En bref : les réponses rapides
Théorème de Pythagore : définition claire, formule exacte et vocabulaire à maîtriser
Le théorème de Pythagore dit que, dans un triangle rectangle, le carré de l’hypoténuse est égal à la somme des carrés des deux autres côtés. On écrit par exemple $AB^{2}+AC^{2}=BC^{2}$ si le triangle $ABC$ est rectangle en $A$ et si $BC$ est l’hypoténuse. C’est la théorème de pythagore formule à connaître sans hésiter.
Un triangle rectangle possède un angle droit, donc un angle de $90^\circ$. C’est le point de départ. Si le triangle $ABC$ est rectangle en $A$, alors les côtés $AB$ et $AC$ forment l’angle droit, et le côté opposé à cet angle droit est $BC$. Ce côté particulier s’appelle l’hypoténuse. Elle est toujours en face de l’angle droit. Elle est aussi le plus long côté du triangle. L’énoncé scolaire correct est simple : si un triangle est rectangle, alors l’égalité de Pythagore est vraie. En écriture générale, si un triangle rectangle a pour côtés de l’angle droit $a$ et $b$, et pour hypoténuse $c$, alors $$a^{2}+b^{2}=c^{2}.$$ Cette égalité de Pythagore ne fonctionne pas dans n’importe quel triangle. Seulement dans un triangle rectangle.

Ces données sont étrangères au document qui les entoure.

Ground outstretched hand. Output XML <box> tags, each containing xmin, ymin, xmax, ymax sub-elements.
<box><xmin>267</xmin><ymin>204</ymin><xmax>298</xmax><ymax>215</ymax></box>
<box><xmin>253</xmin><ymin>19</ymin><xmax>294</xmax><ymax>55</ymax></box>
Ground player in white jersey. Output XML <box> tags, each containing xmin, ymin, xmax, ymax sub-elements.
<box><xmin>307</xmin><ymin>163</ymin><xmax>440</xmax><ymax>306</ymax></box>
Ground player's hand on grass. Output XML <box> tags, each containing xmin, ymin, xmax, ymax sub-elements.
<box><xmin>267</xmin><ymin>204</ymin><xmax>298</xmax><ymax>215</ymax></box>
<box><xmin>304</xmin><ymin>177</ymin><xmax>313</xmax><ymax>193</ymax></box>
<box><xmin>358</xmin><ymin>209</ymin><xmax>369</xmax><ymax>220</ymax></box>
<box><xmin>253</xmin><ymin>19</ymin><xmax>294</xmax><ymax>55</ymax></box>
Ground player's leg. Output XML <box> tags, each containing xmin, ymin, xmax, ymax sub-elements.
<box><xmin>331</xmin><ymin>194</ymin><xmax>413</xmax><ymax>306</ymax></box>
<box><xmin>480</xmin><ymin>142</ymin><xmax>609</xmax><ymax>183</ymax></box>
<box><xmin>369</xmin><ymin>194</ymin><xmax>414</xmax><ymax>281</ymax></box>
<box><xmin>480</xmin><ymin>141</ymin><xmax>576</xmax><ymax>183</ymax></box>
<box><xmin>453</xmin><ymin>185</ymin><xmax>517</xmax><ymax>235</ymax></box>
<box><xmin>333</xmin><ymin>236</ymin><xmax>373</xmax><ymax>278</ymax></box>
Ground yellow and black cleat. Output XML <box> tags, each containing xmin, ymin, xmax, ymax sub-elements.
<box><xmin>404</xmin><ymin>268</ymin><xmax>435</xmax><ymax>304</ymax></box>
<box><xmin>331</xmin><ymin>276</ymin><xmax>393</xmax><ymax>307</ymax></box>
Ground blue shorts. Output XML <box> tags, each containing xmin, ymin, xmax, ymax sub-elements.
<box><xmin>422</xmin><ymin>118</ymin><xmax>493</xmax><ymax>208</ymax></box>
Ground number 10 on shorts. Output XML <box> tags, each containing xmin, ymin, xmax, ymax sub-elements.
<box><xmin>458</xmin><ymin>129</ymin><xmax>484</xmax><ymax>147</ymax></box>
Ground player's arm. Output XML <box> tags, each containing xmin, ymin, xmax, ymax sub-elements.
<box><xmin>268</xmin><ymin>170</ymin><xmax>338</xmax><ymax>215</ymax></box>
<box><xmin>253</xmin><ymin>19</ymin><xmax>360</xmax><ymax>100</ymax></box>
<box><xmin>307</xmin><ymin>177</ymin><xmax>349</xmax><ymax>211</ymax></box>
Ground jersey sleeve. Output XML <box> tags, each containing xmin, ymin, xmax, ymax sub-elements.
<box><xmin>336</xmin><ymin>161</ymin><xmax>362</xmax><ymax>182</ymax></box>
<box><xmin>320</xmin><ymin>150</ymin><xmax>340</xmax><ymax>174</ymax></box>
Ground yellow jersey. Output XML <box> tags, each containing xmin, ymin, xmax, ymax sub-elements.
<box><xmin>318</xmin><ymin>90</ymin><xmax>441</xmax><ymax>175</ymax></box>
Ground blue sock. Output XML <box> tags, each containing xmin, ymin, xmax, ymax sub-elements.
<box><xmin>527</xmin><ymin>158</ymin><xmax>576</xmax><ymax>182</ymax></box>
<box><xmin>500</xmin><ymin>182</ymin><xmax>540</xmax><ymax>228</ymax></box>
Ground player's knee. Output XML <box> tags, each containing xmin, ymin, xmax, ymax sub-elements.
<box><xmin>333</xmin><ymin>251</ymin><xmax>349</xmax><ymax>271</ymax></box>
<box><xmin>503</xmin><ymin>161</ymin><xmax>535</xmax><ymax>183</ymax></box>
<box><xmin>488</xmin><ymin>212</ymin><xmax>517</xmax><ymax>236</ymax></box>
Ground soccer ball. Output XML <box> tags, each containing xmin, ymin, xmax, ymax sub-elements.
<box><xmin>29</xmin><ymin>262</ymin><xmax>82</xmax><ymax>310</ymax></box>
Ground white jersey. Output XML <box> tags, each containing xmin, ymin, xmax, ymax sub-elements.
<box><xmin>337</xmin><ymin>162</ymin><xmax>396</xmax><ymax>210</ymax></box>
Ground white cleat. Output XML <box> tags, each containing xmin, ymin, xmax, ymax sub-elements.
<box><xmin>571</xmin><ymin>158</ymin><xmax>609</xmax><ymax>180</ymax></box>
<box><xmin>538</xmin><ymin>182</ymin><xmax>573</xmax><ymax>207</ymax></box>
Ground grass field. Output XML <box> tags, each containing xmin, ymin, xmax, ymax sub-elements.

Le mot carré d’une longueur ne veut pas dire “multiplier par 2”. Il veut dire multiplier la longueur par elle-même : $AB^{2}=AB \times AB$. Si $AB=3$ cm, alors $AB^{2}=9$ cm$^{2}$. L’unité change. C’est normal. Pour retrouver une longueur à partir d’un carré, on utilise la racine carrée : si $BC^{2}=25$, alors $BC=\sqrt{25}=5$. Attention au sens. On ne peut pas écrire une longueur négative. Les unités doivent rester cohérentes dans tout le calcul : cm avec cm, m avec m. Le nom vient de Pythagore, savant grec souvent associé à cette relation, même si elle était connue avant lui. Au collège, on retient surtout le lien entre angle droit, hypoténuse et formule. Petite ouverture utile : les triplets pythagoriciens, comme $3$, $4$, $5$, vérifient $3^{2}+4^{2}=5^{2}$, et la distance euclidienne dans le plan repose sur la même idée.
| Vocabulaire | Symbole / écriture | Erreur fréquente |
|---|---|---|
| Triangle rectangle | angle droit, souvent noté $90^\circ$ | Utiliser Pythagore dans un triangle non rectangle |
| Hypoténuse | côté opposé à l’angle droit, noté souvent $c$ | Choisir le plus long côté sans vérifier l’angle droit |
| Carré d’une longueur | $a^{2}$ | Confondre avec $2a$ |
| Racine carrée | $\sqrt{x}$ | Oublier qu’elle sert à retrouver une longueur |
| Unités | cm, m, puis cm$^{2}$, m$^{2}$ | Mélanger les unités dans la même égalité |
Comment calculer avec le théorème de Pythagore : méthode simple, exemple corrigé et vérifications utiles
Pour réussir un théorème de pythagore calcul, on suit toujours la même chaîne : vérifier que le triangle est rectangle, repérer l’hypoténuse, écrire l’égalité avec les bonnes lettres, remplacer par les longueurs connues, puis calculer. Enfin, on contrôle le résultat : côté le plus long, présence de la racine carrée au bon moment, arrondi cohérent et unité finale.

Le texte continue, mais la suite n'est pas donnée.